Дама, возраст которой было трудно определить, уже рылась в протоколах.

— Но ведь оба они погибли, не так ли?

— Да, но речь идет о наследстве, — соврал Андре. А вообще-то он и не соврал, поскольку речь действительно шла о злом наследстве. — Мне нужно выяснить, нет ли у них еще родственников. Мне нужно выяснить происхождение — ее или ребенка.

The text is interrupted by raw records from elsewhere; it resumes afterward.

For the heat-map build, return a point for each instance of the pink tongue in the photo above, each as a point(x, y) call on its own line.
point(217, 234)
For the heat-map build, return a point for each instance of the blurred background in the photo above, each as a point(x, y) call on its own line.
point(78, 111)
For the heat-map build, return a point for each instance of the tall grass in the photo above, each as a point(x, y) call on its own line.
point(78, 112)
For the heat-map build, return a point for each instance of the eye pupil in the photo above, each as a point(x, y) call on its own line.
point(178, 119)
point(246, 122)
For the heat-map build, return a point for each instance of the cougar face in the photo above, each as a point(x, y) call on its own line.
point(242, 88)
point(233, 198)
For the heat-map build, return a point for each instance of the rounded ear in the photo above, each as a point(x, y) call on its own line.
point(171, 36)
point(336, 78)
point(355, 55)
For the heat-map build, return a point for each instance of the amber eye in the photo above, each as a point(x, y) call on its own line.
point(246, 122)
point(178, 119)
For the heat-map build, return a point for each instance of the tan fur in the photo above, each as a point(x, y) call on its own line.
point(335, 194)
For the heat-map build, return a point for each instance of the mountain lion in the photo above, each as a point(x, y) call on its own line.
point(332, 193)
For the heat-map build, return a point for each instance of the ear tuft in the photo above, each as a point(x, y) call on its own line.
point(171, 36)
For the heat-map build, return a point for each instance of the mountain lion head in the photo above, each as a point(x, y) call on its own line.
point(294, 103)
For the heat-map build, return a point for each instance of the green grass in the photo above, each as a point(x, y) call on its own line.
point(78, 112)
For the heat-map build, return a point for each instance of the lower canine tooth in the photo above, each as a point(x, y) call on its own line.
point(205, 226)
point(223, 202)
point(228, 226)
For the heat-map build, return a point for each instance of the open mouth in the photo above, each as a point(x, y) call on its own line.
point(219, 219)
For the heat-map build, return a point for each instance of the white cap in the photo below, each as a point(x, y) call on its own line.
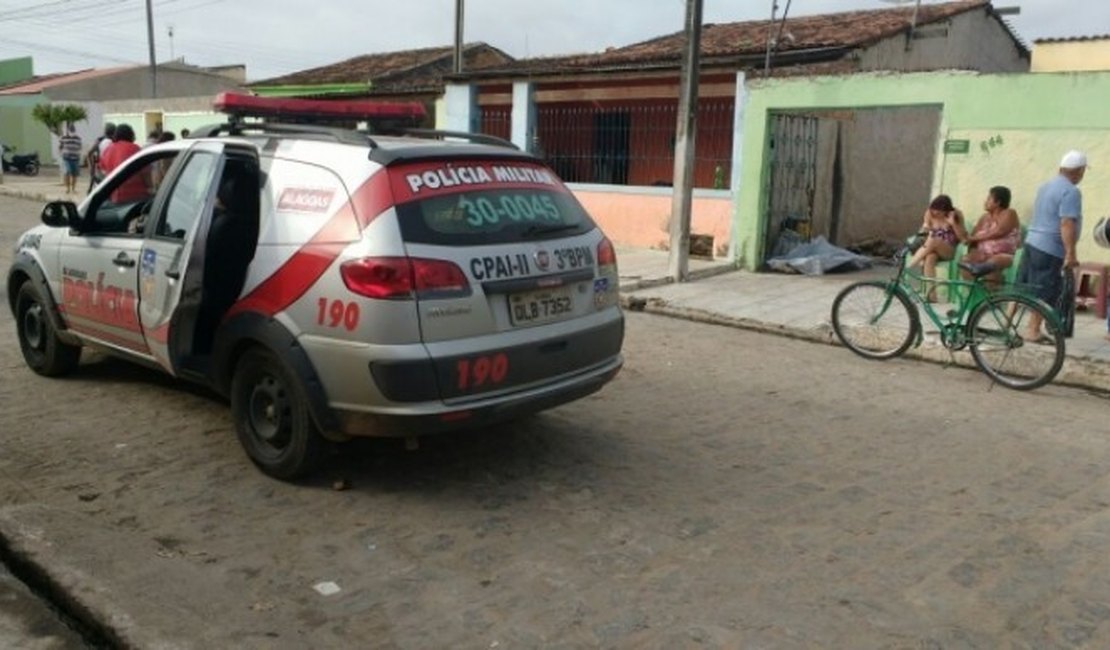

Дама нашла нужный протокол, поскольку, едва начав читать, она удивленно уставилась на Андре. На ее лице отчетливо просматривался ход мыслей. Мог ли такой элегантный, культурный молодой человек находиться в родстве с этой падшей Петрой Ольсдаттер?

И Андре ответил на ее не произнесенный вслух вопрос:

— Мы давно уже перестали удивляться нашим судьбам.

— Можно себе представить… — пробормотала она. — Но, возможно, господин сам желает прочитать?

— Да, спасибо.

— Вы можете это сделать за столом в углу, не вынося протоколы из комнаты.

— Спасибо! Могу я сделать кое-какие записи?

— Конечно!

В тишине канцелярии, прерываемой лишь скрипом стальных перьев да отдельными репликами немногочисленных посетителей, Андре прочитал от начала до конца трагическую историю. Ему было странно и печально видеть здесь имя Ваньи — оно упоминалось неоднократно.

Большая часть написанного была ему уже известна, но он жадно схватывал новые детали и подробности.

Он нашел последний адрес Петры. Нашел также адрес ее родного дома. Превосходно! И еще важнее: он узнал теперь имя отца ее последнего ребенка. Эгиль Холмсен. Адрес тоже был указан. Дело сдвинулось с мертвой точки. В протоколе было указано, что Петру раньше уже выгоняли из дома. «Она спуталась с одним из влиятельных людей города», говорилось в протоколе. Андре изобразил на лице гримасу. Разумеется, имя этого влиятельного человека не указывалось. Но это было не важно, это не его ребенок мог быть потенциальным меченным из рода Людей Льда.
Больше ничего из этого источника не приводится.